M. Patrick McGuinness: D'après Mme Carroll, le ministère des Pêches et des Océans et l'industrie de la pêche sont déterminés à adopter une approche écosystémique et multispécifique, et, comme l'a signalé Elizabeth May, nous avons déjà des exemples de telles approches. Je peux vous affirmer, par exemple, qu'au large de Terre-Neuve, notre stock de limande à queue jaune est revenu à son niveau d'antan. Si nous adoptions ne serait-ce qu'une approche modérée à l'égard d'une seule espèce, au moyen de F 0.1, le quota serait de 20 000 tonnes métriques, mais le quota actuel est de 15 000 tonnes métriques, et cela tient uniquement au fait qu'en entreprenant une pêche sélective pour la limande à queue jaune, nous aurions un niveau élevé de prises fortuites de plies canadiennes, dont le stock est fortement décimé. Alors, il n'y a vraiment pas de message dans le projet de loi C-33 en ce qui concerne la gestion des pêches.

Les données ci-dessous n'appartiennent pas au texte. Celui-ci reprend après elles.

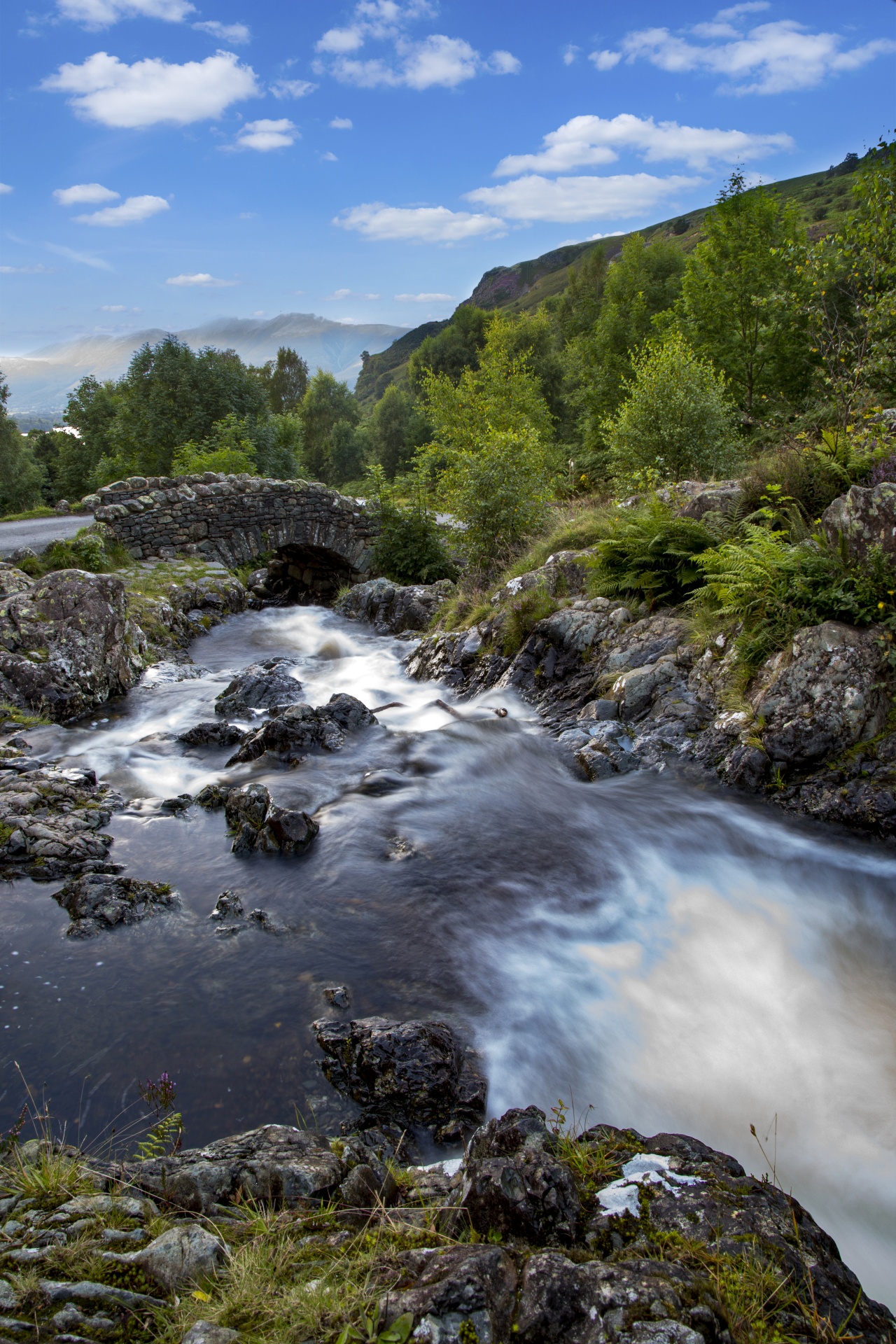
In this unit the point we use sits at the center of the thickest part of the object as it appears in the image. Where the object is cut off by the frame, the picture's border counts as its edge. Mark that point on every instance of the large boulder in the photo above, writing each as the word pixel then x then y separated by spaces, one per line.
pixel 514 1184
pixel 393 608
pixel 277 1163
pixel 862 518
pixel 66 644
pixel 261 686
pixel 99 901
pixel 821 696
pixel 409 1073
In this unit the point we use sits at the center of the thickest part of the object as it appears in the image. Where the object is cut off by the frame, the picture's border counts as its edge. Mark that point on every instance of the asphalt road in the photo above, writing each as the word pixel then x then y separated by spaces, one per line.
pixel 39 531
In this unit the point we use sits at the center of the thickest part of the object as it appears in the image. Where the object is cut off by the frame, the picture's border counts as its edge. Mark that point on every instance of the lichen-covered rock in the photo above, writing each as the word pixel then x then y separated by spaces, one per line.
pixel 99 901
pixel 277 1163
pixel 393 608
pixel 410 1073
pixel 862 518
pixel 66 644
pixel 514 1182
pixel 456 1285
pixel 261 686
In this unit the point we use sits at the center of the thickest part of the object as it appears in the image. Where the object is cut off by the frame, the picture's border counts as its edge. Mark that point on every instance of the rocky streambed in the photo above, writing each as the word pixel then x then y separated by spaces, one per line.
pixel 289 831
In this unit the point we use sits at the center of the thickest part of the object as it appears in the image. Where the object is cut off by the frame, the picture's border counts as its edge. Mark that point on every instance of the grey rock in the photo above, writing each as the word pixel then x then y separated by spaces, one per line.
pixel 261 686
pixel 277 1163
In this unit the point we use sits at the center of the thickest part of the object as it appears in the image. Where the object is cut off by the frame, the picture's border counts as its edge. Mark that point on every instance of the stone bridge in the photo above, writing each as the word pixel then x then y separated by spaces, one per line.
pixel 317 539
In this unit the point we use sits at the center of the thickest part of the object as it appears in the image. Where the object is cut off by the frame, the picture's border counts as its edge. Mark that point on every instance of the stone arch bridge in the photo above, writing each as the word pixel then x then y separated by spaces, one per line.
pixel 320 540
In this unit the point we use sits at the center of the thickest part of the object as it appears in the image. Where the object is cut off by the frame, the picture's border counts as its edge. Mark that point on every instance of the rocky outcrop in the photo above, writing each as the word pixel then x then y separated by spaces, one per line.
pixel 393 609
pixel 51 819
pixel 66 644
pixel 862 518
pixel 290 736
pixel 99 901
pixel 261 686
pixel 406 1073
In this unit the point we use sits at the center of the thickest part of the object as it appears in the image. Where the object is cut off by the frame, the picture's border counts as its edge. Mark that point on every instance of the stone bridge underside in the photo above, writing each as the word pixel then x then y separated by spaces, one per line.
pixel 317 540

Elizabeth a tout à fait raison, et c'est pourquoi nous devrions établir des équipes de rétablissement efficaces et adopter des plans d'action qui misent sur l'approche multispécifique et l'approche écosystémique. Il est certain que si nous travaillons en partenariat, nous convenons qu'il s'agit d'un bon projet de loi, nous pouvons amener l'industrie des pêches et les petites collectivités à se demander ce qu'elles peuvent faire pour modifier leurs engins? Le projet de loi mentionne un fonds d'intendance qui prévoit spécifiquement—pas dans les dispositions du projet de loi, mais bien dans la documentation—qu'on pourrait consentir des fonds pour favoriser l'obtention d'engins sélectifs si, de fait, nos activités de pêche risquent d'aggraver la situation d'espèces figurant sur la liste. Nous avons donc des occasions de travailler tous ensemble.

J'aimerais aussi commenter le point soulevé par M. Reed en ce qui concerne le pouvoir discrétionnaire. Pour l'instant, le problème tient au fait que le COSEPAC n'a pas nécessairement fait ses preuves. Il est déjà en place, il est, dans une certaine mesure, politisé, car trois des membres du COSEPAC n'ont été nommés ni par le gouvernement du Canada, ni par les citoyens du Canada, mais bien par les groupes environnementaux. Ce sont sûrement de très bonnes gens, mais on a l'impression que ces personnes ne sont pas nécessairement favorables à l'industrie primaire ou aux collectivités côtières.

Par conséquent, nous faisons valoir qu'il serait plus approprié d'examiner cette question lorsque le COSEPAC sera solide, lorsqu'il aura montré que les personnes qui y ont été affectées possèdent des compétences significatives en recherche, lorsqu'il affichera un quelconque rendement—peut-être à l'occasion de l'examen quinquennal prévu par le projet de loi—si le pouvoir discrétionnaire d'inscription des espèces devait être attribué au COSEPAC... Son expérience serait manifeste.

• 1745

La vice-présidente (Mme Karen Kraft Sloan): D'abord, je...

Mme Aileen Carroll: J'ai toujours la parole.

La vice-présidente (Mme Karen Kraft Sloan): Non, juste un instant.

Notre temps est écoulé. Je vous reviens dans un instant, madame Carroll. Je voulais signaler que vous êtes probablement la première personne à dénigrer le COSEPAC de telle façon, car nous avons entendu des choses très positives sur le COSEPAC au cours de l'ensemble de ce processus.

M. Knutson a la parole.

M. Patrick McGuinness: Je ne dénigre pas le COSEPAC. Je dis seulement que la situation actuelle soulève des questions...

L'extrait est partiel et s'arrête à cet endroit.